The democratic appeal
Democracy is attractive because it gives more than the right to select leaders now and then. Its appeal is to provide everyone with the means to go beyond the restricting circles of family, neighbourhood and work, and to interrelate, to meet others, not just those who are close, but all those living on the same territory, and possibly over the borders too. The democratic dream promises a potential universality, the earthly realization of a brotherhood and sisterhood that religion offers in its own way. Marx was not the only one to emphasize the intimate connection between Christianity and the modern State: the former sees each man as the bearer of an individual soul that makes him equal to others in spirit (everyone can be saved); the latter sees each man as politically equal to others (every citizen has a right to vote and be elected).
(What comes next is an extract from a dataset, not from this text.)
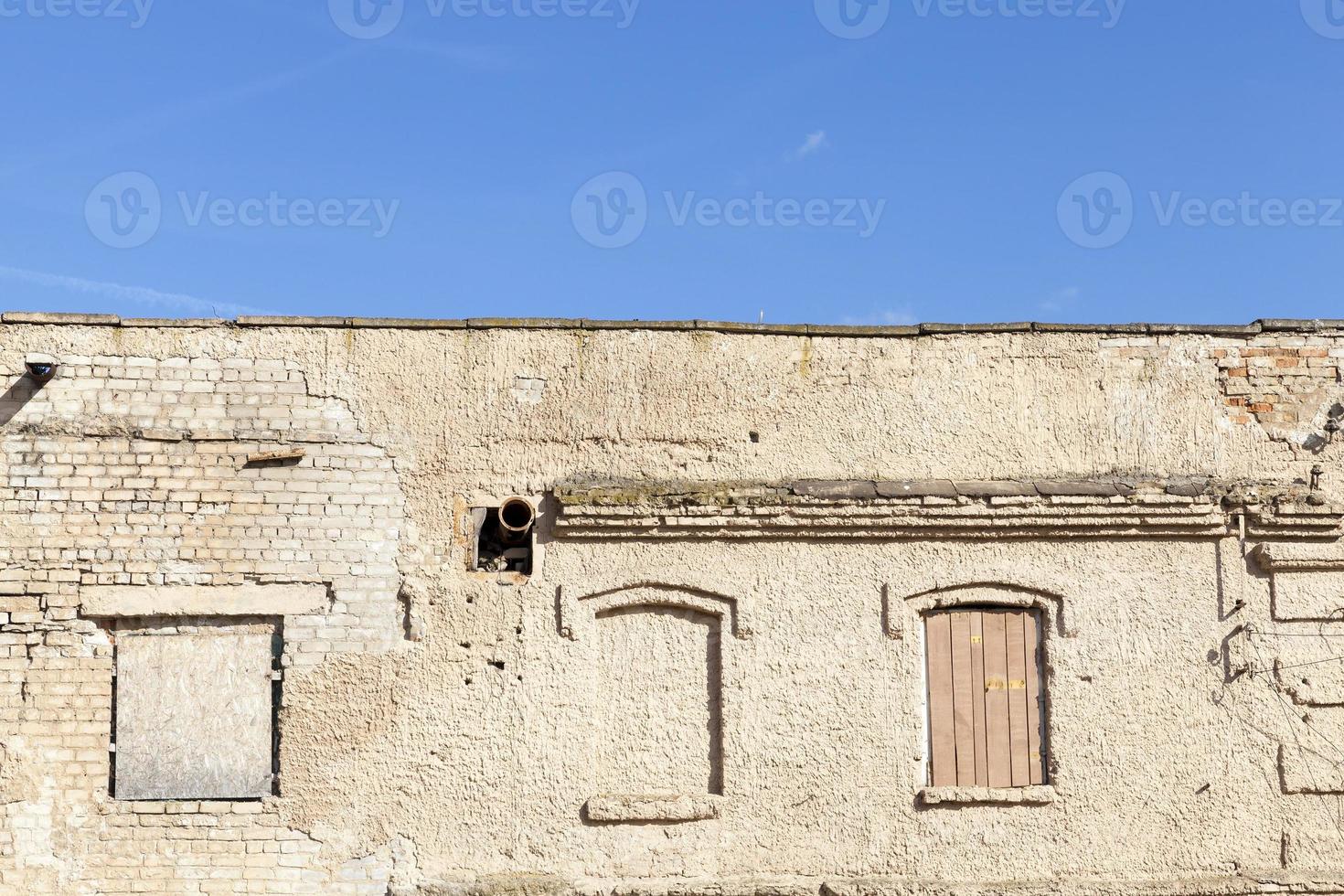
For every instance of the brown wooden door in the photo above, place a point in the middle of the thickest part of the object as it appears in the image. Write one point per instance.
(986, 700)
To fully appreciate the democratic appeal, we should bear in mind what existed before, when formal (i.e. political) equality was unheard of. Not just the ruling elite, but many thinkers and artists showed open contempt for the mass of peasants and workmen that were thought of as an inferior species. Most famous French writers treated the Paris Commune fighters as if they were outside or below human standards. Until the mid-20th century, hatred of the workers was widespread among the middle and upper classes, in Germany for instance. 1939-45 was the definitive taming of the rabble: with few exceptions, the toiling masses of the world behaved in a patriotic way, so the bourgeois stopped being scared of a populace that seemed to be respecting law and order at last. Now nearly everyone in a Western-type democracy accepts at least verbally the notion that one human being is worth another. Yet this equivalence is achieved by comparing quantified items. In democratic capitalism, each human person is my fellow being insomuch as his vote and mine are added and then computed. Modern citizenship is the bourgeois form of freedom.